現在、私が携わっているビジネスの一つでは、5年くらい前から安い商品よりも高い商品のほうが売りやすくなってきています。
10年、20年前は、「一番安いのはどれですか?」という質問が普通でしたが、近年は「一番良いやつはどれですか?」という質問が明らかに増えてきています。

もちろん、全国民が「支払金額が高くなってもより良い商品やサービスを手に入れたい」と思っているわけではありません。
「多少品質が劣っても、より安い商品やサービスで構わない」と思っている人もたくさんいます。
それでも、湯水の如くお金を使える人の絶対数はここ10年で明らかに増えてきていると、日々の事業経営を通じて私は感じています。

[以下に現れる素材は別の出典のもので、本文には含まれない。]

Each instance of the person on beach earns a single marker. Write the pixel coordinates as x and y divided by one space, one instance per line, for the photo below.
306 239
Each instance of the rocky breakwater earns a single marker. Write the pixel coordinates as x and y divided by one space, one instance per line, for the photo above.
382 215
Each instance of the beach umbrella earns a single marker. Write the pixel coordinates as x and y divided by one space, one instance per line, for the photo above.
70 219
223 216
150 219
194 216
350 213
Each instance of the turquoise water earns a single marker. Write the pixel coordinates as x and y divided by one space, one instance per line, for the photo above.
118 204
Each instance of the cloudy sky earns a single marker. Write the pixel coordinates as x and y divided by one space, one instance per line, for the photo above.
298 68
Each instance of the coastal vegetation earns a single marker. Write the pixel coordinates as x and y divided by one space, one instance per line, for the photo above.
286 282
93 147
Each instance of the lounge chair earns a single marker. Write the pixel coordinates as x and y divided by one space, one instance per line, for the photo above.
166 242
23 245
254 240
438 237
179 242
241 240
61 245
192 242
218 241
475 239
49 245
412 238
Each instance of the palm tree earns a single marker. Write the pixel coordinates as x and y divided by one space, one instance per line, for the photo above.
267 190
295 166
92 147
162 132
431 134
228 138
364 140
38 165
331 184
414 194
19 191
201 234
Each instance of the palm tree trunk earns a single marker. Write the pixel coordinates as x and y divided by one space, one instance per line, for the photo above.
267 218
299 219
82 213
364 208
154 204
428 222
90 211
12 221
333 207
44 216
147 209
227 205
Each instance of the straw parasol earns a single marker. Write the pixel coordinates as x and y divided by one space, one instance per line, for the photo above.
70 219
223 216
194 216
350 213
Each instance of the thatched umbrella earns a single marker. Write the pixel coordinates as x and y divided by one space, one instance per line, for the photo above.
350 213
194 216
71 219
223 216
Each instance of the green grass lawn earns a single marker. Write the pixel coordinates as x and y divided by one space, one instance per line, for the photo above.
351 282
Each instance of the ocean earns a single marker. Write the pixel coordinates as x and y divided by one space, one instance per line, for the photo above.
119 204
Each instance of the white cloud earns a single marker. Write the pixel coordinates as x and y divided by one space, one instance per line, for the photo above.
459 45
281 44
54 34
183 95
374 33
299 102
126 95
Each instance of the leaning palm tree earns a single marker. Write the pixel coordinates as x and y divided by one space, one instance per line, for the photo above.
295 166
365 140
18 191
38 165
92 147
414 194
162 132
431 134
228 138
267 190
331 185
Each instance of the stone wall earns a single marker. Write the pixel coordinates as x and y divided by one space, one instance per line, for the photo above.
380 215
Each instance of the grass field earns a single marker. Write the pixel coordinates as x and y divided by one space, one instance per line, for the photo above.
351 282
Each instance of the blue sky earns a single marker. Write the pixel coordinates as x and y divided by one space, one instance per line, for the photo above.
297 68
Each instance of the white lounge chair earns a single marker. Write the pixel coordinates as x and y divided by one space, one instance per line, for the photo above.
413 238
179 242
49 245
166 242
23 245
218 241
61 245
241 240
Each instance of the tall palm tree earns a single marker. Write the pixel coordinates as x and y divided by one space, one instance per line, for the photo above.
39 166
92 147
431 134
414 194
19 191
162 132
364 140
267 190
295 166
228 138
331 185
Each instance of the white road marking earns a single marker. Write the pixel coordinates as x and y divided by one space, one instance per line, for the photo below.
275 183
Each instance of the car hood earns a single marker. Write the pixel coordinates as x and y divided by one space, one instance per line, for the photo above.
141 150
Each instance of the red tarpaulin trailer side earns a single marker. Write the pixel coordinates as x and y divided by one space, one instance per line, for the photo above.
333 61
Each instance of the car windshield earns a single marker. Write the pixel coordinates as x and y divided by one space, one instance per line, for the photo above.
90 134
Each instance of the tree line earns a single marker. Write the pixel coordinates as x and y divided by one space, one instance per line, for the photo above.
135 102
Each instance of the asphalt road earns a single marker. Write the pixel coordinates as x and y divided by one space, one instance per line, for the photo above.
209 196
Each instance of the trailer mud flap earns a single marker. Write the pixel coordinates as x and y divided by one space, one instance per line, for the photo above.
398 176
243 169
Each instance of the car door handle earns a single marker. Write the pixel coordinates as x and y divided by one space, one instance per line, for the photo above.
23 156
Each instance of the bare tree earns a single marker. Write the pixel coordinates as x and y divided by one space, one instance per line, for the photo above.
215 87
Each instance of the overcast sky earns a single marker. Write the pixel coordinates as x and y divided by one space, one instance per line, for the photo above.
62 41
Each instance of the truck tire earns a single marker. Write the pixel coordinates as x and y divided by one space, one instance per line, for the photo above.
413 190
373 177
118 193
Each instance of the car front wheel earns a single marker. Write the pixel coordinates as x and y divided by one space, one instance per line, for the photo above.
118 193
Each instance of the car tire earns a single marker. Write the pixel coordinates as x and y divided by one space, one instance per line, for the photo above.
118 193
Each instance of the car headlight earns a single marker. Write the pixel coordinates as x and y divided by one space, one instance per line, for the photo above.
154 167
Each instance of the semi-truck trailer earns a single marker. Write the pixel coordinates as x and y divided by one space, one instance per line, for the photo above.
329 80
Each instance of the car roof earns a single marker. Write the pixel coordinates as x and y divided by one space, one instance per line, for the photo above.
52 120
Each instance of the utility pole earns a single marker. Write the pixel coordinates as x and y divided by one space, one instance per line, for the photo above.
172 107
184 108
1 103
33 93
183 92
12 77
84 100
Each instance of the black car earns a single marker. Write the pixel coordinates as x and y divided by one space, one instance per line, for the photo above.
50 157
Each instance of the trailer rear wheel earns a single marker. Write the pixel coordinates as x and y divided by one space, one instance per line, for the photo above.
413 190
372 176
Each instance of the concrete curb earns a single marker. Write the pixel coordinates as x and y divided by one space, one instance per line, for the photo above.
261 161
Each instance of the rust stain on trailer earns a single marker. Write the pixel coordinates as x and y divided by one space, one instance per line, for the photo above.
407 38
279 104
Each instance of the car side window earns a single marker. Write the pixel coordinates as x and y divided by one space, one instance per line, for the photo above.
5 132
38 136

ちなみに、インフレが進む時代は、現金を銀行やタンスの中に置いておくだけで、自分の資産がどんどん減っていきます。一方で、借金は返済しなくてもどんどん減っていきます。
 
デフレ局面では、お金を使わずに貯め込めばデフレの分だけ実質資産が増えていったわけですが、インフレ局面では、お金を使わないとどんどん減っていってしまうのです。
ではどうすればいいのか?

マーケットに投資すればいいなんて、そんな教科書どおりのことを言うつもりはありません。

私がオススメしているインフレ局面での最善の方法は、「自分の持っている現金を、早急に自分の脳内に突っ込むこと」です。

この世の中で最もROI(投資収益率)の高い投資は、自分の脳への投資、つまり自分への教育であり自己研鑽です。

 
脳内にお金を入れてしまえば、誰にも奪われることはありませんし、何よりそれによって人間力が高まれば、インフレ率を超える収入を高めることは簡単になります。
 
と言っても、これができる人とできない人がいます。
デフレ局面よりもインフレ局面のほうが、より二極化が進んでいくのは間違いないでしょうね。

正しい知識を身につけ、正しい考え方を基に行動しなければ、分断する世界で生き残ることはできません。